RECENSIONE:

La Ruota delle Meraviglie è uno di quei film per i quali, pur non conoscendone regia e sceneggiatura, non si potrebbe far a meno di attribuirne il merito a Woody Allen. L’impronta del regista vige più solenne che mai in questo suo nuovo lavoro. Se per anni la ricerca di Allen verteva su quello che potesse o meno rappresentare la vita in tutte le sue sfaccettature, in questo film ne si ritrova la stessa piena essenza.

La narrazione, ambientata nella New York degli anni 50, scorre più lineare che mai, avvalendosidi un cast di tutto rispetto che riesce, nonostante l’accuratezza con la quale viene descritto ogni singolo personaggio, a trasporre sul grande schermo dei protagonisti tanto reali da poterli quasi toccare con mano nella vita d’ogni giorno.

Il cinema di Woody Allen è sempre stato spinto dalla ricerca di un qualcosa, dal dover attribuire a storie apparentemente normali dei contesti tutt’altro che monotoni. Nonostante La Ruota della Meraviglia vada ad intrecciare storie disegnate minuziosamente, altro non risulta essere che la pura e semplice giostra della vita, l’affermazione di se stessi, di quel “proprio io” che va a confondersi e sbatter la testa tra la preponderanza del libero arbitrio e la grandezza di quel destino sotto al quale troppe volte ci ritroviamo ad arrancare.

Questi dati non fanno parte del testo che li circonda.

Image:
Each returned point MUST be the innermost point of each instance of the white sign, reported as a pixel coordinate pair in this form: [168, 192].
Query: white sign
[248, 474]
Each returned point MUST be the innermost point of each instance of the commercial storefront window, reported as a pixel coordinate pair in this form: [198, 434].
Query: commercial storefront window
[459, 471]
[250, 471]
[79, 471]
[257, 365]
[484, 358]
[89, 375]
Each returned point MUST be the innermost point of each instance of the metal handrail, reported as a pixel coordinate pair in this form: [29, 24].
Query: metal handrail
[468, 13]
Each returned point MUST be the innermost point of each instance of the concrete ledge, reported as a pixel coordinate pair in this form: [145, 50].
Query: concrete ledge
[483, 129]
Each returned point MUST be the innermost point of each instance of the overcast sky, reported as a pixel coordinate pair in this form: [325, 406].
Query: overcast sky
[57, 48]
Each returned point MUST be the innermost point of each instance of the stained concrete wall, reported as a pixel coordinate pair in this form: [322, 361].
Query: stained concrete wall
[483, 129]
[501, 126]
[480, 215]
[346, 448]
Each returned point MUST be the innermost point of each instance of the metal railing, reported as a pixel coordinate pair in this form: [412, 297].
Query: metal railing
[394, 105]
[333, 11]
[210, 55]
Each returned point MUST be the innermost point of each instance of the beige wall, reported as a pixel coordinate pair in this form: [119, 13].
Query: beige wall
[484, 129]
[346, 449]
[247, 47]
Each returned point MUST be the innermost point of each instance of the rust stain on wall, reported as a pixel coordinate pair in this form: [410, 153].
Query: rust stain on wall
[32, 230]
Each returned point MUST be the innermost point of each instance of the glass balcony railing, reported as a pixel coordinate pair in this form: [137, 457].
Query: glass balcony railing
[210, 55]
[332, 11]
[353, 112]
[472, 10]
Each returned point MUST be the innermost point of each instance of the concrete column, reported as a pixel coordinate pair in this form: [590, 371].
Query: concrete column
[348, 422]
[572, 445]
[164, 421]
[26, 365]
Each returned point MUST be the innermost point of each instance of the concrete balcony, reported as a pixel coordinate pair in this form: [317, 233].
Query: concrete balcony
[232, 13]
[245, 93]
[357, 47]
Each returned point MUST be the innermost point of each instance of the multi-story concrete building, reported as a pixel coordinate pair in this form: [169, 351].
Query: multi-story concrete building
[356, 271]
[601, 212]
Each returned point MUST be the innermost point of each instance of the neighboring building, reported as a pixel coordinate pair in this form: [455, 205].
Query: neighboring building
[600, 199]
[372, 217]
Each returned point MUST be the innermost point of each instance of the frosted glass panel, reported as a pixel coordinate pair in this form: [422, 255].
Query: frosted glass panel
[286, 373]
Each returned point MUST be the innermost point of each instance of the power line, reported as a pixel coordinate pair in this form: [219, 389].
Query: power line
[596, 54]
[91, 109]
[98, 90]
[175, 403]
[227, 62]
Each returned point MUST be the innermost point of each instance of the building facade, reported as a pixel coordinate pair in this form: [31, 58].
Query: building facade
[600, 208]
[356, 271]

Che si tratti di un contesto altisonante in perfetto stile Blue Jasmine o di un angolo retto dalla presenza di una più umile Ginny (Kate Winslet), volente o nolente ci ritroviamo a dover necessariamente fare i conti con il consueto climax malinconico proprio delle pellicole di Allen che ci catapultano all’interno di un’unica realtà, la precarietà della nostra esistenza.